"Was a settin' on a stump, drapped off to sleep an' the calf chawed it."
"I do wish you two would hush yo' foolishness," said Margaret. "How's yo' mother, Laz."
"Give her some interestin' news, Laz," said Starbuck. "Tell her the old lady ain't expected to live."
"Now did anybody ever hear the like o' that," Margaret retorted. "I never seed sich a man."
"Mother ain't so powerful well," said Laz. "She ain't bed sick, but she's a chillin' a good deal. Got the shakes when she went down to the creek bottoms. Can't eat nuthin' but spoon vittuls."

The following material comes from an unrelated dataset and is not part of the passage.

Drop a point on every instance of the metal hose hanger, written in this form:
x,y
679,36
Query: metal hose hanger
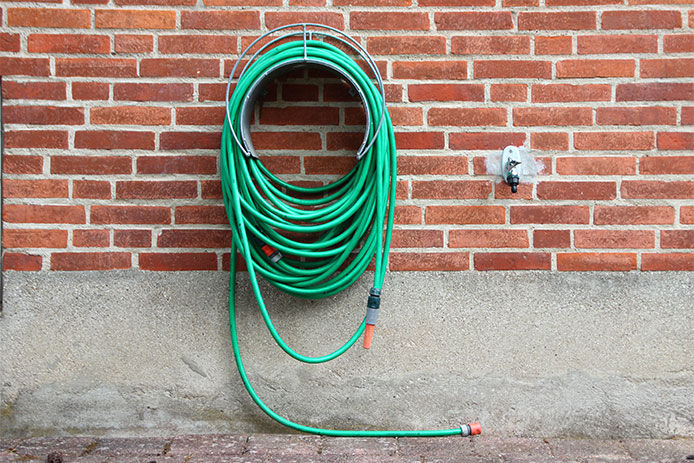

Margaret, dismissing the visitor from further attention, took up a coffee-mill and sat down near the fire-place. Starbuck asked Laz how his brother Bill was getting along since the fellow cut him with a knife, an affair of no particular consequence, but serving as an incidental topic for thoughtless talk.
"Sorter slow," said Laz, never changing a line of his countenance. His face was as fixed as a mask, stupid and expressionless. Whenever he smiled it was a neighborhood event.
"Wall, how did it happen, any way?" Starbuck inquired, biting an apple.
"Wall, Bill he war settin' thar on a log, lookin' out over the new ground, not a thinkin' about bein' stobbed nur nuthin', an' this feller jest slipped up an' stobbed him."
There came a hoarse cry from without.